Seeking accuracy, finding balance
So this course is going to benefit you in terms of understanding these qualities individually, but also understanding how they fit together as a whole teaching. So when we look at these words like mindfulness—which many of us think we know these days—when we actually think about what does sati mean? Is sati a little different from mindfulness? What are the subtleties and nuances we can explore there? Or we might think of wisdom, but is paññā correctly translated as "wisdom"? What happens if we think of it as insight, or understanding? And what does samādhi mean? These days, we move away from the translation of "concentration," but actually again, to pick out what does that word samādhi really mean, and how can we apply it in our lives?

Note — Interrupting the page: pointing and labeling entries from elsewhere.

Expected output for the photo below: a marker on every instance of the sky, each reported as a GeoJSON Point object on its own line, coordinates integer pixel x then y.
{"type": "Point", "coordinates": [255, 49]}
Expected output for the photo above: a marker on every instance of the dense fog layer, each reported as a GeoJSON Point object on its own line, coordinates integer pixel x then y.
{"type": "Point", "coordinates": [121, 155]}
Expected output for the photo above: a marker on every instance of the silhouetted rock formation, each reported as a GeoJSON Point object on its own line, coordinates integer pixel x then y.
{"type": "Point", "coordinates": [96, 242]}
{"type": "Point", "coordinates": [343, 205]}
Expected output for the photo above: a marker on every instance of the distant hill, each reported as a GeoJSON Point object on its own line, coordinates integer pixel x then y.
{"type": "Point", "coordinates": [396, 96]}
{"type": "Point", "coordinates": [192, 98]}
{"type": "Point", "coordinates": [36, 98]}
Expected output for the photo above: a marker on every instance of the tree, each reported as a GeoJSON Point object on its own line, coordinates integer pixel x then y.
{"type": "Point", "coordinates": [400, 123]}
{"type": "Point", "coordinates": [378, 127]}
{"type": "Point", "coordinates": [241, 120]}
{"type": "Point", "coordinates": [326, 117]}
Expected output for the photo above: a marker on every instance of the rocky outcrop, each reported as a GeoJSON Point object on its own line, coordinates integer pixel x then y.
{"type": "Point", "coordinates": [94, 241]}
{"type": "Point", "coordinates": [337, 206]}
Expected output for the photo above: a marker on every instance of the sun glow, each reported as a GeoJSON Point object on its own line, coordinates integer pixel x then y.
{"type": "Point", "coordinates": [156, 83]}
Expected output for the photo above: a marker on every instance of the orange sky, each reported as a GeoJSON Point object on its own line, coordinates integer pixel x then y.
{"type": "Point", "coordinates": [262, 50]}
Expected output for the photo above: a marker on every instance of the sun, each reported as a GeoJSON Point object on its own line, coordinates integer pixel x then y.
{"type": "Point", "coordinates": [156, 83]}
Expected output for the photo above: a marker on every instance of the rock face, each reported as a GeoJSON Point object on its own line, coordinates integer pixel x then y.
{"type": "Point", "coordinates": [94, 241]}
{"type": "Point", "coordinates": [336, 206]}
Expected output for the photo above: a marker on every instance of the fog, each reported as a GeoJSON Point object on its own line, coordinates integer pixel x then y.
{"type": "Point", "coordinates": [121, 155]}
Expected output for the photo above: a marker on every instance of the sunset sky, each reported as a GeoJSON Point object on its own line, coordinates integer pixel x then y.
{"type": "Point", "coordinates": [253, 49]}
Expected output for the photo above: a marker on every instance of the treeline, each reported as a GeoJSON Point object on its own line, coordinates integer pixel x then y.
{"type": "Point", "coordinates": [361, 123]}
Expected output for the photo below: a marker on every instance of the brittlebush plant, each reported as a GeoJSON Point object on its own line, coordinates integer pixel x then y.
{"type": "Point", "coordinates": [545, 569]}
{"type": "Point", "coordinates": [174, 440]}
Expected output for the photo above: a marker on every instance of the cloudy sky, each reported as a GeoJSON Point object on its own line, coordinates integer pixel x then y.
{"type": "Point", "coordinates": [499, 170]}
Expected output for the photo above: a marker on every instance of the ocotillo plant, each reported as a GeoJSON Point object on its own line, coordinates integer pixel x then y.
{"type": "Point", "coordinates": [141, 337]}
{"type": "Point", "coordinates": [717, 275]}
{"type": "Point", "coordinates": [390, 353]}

So we'll be looking at all of these terms individually and drawing out these nuances, but also at how this teaching is a collective. Because often in our practice we might emphasize one of these powers. Some of us are very drawn to practices of collectedness of mind. Others may have a very strong sense of what brings wisdom and clear seeing. Other people may have a strong sense of trust, confidence, and faith. This teaching is saying, can we balance these qualities? Can we perhaps cultivate what we have not paid so much attention to? Can we continue to develop what is already a strength?
This is about growth
People do not begin in meditation practice, or begin to walk this path, in order to stay the same, or to be a more mindful spectator upon their own disasters and difficulties. People begin seeking for change. The five spiritual powers honors this sense of aspiration, this sense of possibility that indeed, as human beings, we can change. We can find a way to step out of compulsion, reactivity. We can find the ways to flourish and thrive and know a greater sense of freedom and wakefulness in our lives. This is the heart of the teaching of the five indriyas, the five spiritual powers.
A natural progression through the spiritual powers
So in this course, we will talk about these qualities one by one, and in the sixth unit we will provide an overview and ideas and aspects how these work in practice and how they fit together.